I’ve found my new favourite example of a well documented, tiny slice of data infrastructure.
I’m going to hazard a guess that it’s probably the simplest dataset that is designated as national statistics. If you can think of one simpler, then let me know.
It’s the weekly road fuel prices data on gov.uk.
This data has been updated every week, without fail, since September 2013.
The CSV has got seven columns in it. You can download it in XML if you want. Or you can grab the Excel which comes with some fancy clipart of petrol pumps.
This is national statistics, so of course there’s a document that describes the methodology for how it is compiled. I’ve read it. At four pages, it’s short, clear and to the point.

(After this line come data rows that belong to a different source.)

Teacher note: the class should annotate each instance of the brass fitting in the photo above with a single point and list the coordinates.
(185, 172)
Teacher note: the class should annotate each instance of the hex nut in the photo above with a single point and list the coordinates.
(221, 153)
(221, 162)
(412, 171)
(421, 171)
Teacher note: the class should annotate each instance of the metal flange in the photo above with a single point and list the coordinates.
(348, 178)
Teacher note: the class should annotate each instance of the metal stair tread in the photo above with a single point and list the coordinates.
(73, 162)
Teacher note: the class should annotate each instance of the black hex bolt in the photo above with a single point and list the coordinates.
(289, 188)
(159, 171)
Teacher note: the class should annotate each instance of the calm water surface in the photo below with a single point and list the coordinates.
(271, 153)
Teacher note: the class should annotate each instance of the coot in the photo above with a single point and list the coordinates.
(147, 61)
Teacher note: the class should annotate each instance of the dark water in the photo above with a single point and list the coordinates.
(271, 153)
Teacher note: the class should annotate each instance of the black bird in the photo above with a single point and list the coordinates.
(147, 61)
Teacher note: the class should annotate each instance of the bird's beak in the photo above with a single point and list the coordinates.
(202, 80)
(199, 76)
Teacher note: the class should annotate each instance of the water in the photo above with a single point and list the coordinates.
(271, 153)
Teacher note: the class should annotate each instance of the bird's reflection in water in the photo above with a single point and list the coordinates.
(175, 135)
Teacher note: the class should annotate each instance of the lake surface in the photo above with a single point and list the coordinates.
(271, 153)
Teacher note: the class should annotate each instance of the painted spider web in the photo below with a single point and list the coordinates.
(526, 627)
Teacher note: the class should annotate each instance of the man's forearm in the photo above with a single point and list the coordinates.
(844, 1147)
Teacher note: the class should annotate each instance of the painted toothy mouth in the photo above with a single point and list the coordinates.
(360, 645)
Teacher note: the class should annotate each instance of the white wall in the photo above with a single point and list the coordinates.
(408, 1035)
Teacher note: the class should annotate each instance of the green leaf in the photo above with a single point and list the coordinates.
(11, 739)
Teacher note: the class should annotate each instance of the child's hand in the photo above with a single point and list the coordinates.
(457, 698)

There’s a bit more to it, but basically, every Monday someone at BEIS emails six companies and asks them for their prices. By the end of the day they put the responses in the spreadsheet and then it’s published on the Tuesday.
Someone or, more likely some team, at BEIS has been doing that for at least nine years. No one has bothered to automate it away. Probably because it’s not a lot of effort to keep updating the spreadsheet.
If we were designing this from scratch, we’d probably immediately start thinking about services and APIs and data formats. But none of that is really needed.
It just needed a spreadsheet and a commitment to keep publishing the data.
That’s what makes it data infrastructure. The commitment, not the technology.